De papierinstelling voor de handinvoerlade opgeven
Als u de kopieerfunctie wilt gebruiken, kunt u de papierinstelling registreren van het papier dat in de handinvoerlade is geplaatst.
![]()
Wanneer u [Apparaatinst.] in [Handinv.] onder [Lade-instelling prioriteit] in [System] van Printereigenschappen selecteert, dan hebben de instellingen die zijn gemaakt via het bedieningspaneel prioriteit boven de instellingen van het printerstuurprogramma. Voor meer informatie, zie Afdrukken.
De standaard voor [Handinvoer] is [Driver/Opdracht].
Gebruik A4
of 81/2 × 11
-formaat OHP-transparanten op Home-scherm 4 en geef het formaat op.Meestal kan maar op één kant van OHP-transparanten worden afgedrukt. Plaats de transparanten met de afdrukzijde naar beneden.
Indien u op transparanten afdrukt, dient u de afgedrukte vellen één voor één te verwijderen.
Druk op [Instelling wijzigen] op het papierinstellingenscherm van de handinvoerlade.
Selecteer het type papier dat is geplaatst.
Als u de papierdikte wilt instellen, drukt u op [Papierdikte] en stelt u een papierdikte in.
Druk op [Volgende].
Selecteer het formaat van het papier dat is geplaatst.
Als u een aangepast formaat wilt opgeven, drukt u op [Aangepast] en geeft u een papierformaat op.
Druk twee keer op [OK].
De huidige papierinstellingen voor de handinvoerlade registreren
Druk op [Oproepen/Program.] op het papierinstellingenscherm van de handinvoerlade.
Druk op [Geprogram.].
Druk op het gebied met de naam, en voer vervolgens een naam in.
Druk op OK.
Als u de instellingen wilt toepassen die zijn geregistreerd voor het papier dat momenteel is geplaatst, drukt u op [OK].
Als u het opgeven van de instellingen wilt voltooien, drukt u op [Annuleren].
De papierinstellingen voor de handinvoerlade oproepen
Druk op [Oproepen/Program.] op het papierinstellingenscherm van de handinvoerlade.
Selecteer de naam van de instellingen die u wilt oproepen.
Druk tweemaal op OK.
De naam van de geregistreerde papierinstellingen voor de handinvoerlade wijzigen
Druk op [Oproepen/Program.] op het papierinstellingenscherm van de handinvoerlade.

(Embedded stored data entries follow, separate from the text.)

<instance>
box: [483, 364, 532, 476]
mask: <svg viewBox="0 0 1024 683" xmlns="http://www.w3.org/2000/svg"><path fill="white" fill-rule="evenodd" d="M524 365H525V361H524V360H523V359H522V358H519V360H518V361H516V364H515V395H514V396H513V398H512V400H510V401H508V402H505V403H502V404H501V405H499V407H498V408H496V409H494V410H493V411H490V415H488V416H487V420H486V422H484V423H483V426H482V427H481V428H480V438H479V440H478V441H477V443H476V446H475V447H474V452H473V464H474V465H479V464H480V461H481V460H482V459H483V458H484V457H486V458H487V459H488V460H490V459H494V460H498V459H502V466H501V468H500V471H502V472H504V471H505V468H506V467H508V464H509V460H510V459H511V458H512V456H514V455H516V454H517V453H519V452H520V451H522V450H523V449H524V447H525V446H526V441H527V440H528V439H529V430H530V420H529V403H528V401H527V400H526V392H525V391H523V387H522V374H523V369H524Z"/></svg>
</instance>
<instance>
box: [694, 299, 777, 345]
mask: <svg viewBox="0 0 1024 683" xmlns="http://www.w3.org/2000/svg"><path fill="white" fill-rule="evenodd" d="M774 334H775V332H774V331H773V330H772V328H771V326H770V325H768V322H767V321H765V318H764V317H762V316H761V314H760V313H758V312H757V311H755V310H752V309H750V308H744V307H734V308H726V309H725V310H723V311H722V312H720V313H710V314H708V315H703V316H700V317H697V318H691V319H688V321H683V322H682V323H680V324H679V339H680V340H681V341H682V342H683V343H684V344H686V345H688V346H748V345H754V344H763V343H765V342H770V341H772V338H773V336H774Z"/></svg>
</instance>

Selecteer de naam die u wilt wijzigen.
Druk op [Bewerken] en geef vervolgens een nieuwe naam op.
Druk op [OK].
Als u de instellingen wilt toepassen die zijn geregistreerd voor het papier dat momenteel is geplaatst, drukt u op [OK].
Als u het opgeven van de instellingen wilt voltooien, drukt u op [Annuleren].
De geregistreerde papierinstellingen voor de handinvoerlade verwijderen
Druk op [Oproepen/Program.] op het papierinstellingenscherm van de handinvoerlade.
Selecteer de naam die u wilt verwijderen.
Druk op [Verwijd.] op het papierinstellingenscherm van de handinvoerlade.
Druk op [Ja].
Als u het opgeven van de instellingen wilt voltooien, drukt u tweemaal op [Annuleren].
![]()
Als u ervoor kiest om de instellingen in het papierinstellingenscherm van de handinvoer niet weer te geven, geeft u de instelling op in [Hulp bij opgeven v pap.inst vr handinv weerg.] onder [Instellingen papierlade] in [Gebruikerstools].
Instellingen blijven geldig totdat ze gewijzigd worden.
Voor meer informatie over het instellen van printerstuurprogramma's, zie de handleiding Afdrukken.
Wij raden u aan de gespecificeerde transparanten te gebruiken.
Voor meer informatie over de papierdikte, zie "Instellingen papierlade", Instellingen.